At a certain scale you have to give up on the single, normalized, canonical database

(written by lawrence krubner, however indented passages are often quotes). You can contact lawrence at: lawrence@krubner.com

I am surprised this article by Yorick Peterse, attacking MongoDB, got so much attention. The company used to use MySQL and MongoDB, but now they just use PostGres for everything. PostGres is a great technology, and I would always prefer to MySQL. I question the intelligence of a company that uses MySQL, when PostGres is such a good choice. But if a writer tries to compare PostGres and MongoDB, then I have to question their intelligence, since the 2 technologies are so radially different it doesn’t make much sense to compare them. And also, if you conclude that in the future companies can give up on denormalized databases, and just use a normalized database for everything, then one is very much swimming against the tide of history.

Apparently Yorick Peterse’s company does not yet face the kind of traffic where they need a dedicated denormalized database. And I would guess that 99% of all companies in the world are small enough that they can get by with a single, normalized, canonical database. But there does come a certain scale where that won’t be possible, and then you need to look for ways of storing denormalized data and serving it fast. Among your choices nowadays:

ElasticSearch

Solr

MongoDB

CouchDB

ReactDB

Riak

Cassandra

etc, I can not possibly list them all — there has been an explosion in the number of databases. And the reason there has been an explosion in the number of databases is because a lot of companies are reaching “web scale” and can no long get by with a single, normalized, canonical database.

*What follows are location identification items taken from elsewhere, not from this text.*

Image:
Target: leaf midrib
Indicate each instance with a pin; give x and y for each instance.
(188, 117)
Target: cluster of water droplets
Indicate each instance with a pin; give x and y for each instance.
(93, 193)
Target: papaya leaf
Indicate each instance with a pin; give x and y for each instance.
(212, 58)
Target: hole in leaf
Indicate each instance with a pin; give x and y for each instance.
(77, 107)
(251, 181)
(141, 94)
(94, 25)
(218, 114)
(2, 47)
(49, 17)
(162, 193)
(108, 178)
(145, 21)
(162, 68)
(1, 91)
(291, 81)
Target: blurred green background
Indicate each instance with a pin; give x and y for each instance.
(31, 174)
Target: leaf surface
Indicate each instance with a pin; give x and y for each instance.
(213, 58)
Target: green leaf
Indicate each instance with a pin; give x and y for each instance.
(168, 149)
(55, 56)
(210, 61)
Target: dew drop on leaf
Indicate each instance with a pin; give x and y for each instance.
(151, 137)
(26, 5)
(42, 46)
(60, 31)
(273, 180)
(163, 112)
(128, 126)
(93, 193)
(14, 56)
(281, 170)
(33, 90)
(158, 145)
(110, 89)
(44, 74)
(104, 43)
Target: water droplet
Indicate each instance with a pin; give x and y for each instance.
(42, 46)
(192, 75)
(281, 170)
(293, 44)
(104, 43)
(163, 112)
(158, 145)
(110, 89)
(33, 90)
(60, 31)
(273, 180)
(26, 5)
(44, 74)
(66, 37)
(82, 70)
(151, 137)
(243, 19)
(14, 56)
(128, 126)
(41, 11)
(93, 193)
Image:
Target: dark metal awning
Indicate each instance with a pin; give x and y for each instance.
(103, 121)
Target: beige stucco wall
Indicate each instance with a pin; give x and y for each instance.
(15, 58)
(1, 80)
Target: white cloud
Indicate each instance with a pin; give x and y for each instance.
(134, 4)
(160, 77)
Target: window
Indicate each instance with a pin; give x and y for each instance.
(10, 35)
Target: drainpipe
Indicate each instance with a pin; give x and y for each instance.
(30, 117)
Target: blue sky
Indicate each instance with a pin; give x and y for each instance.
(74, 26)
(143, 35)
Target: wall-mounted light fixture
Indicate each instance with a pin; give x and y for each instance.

And there is a good argument for moving to this architecture before you actually need it. Moving away from it only makes sense if you’ve concluded that you are growing slowly and won’t need such an architecture for some years.

Yorick Peterse’s argument:

This brings me to the requirements of a good database, more specifically the requirements Olery has. When it comes to a system, especially a database, we value the following:

Consistency.

Visibility of data and the behaviour of the system.

Correctness and explicitness.

Scalability.

I sure hope these are the arguments against MySQL, rather than MongoDB. If any of those concerns were on their mind when they choose MongoDB, then they are completely incompetent.

With the above values in mind we set out to find a replacement for MongoDB. The values noted above are often a core set of features of traditional RDBMS’ and so we set our eyes on two candidates: MySQL and PostgreSQL.

Wow!!! Really? Seriously? You are giving up on MongoDB because it doesn’t give you Consistency? Did you ever, for one second, think that MongoDB was designed to give you Consistency? Did you randomly pick MongoDB from a list of words, or did you actually read its feature set before you chose it? And then you felt the choice came down to MySQL and PostgreSQL? That’s like having to choose between eating dirt versus eating ice cream.

And then there is this:

In the end we decided to settle with PostgreSQL for providing a balance between the various subjects we care about. The process of migrating an entire platform from MongoDB to a vastly different database is no easy task. To ease the transition process we broke this process up in roughly 3 steps:

Set up a PostgreSQL database and migrate a small subset of the data.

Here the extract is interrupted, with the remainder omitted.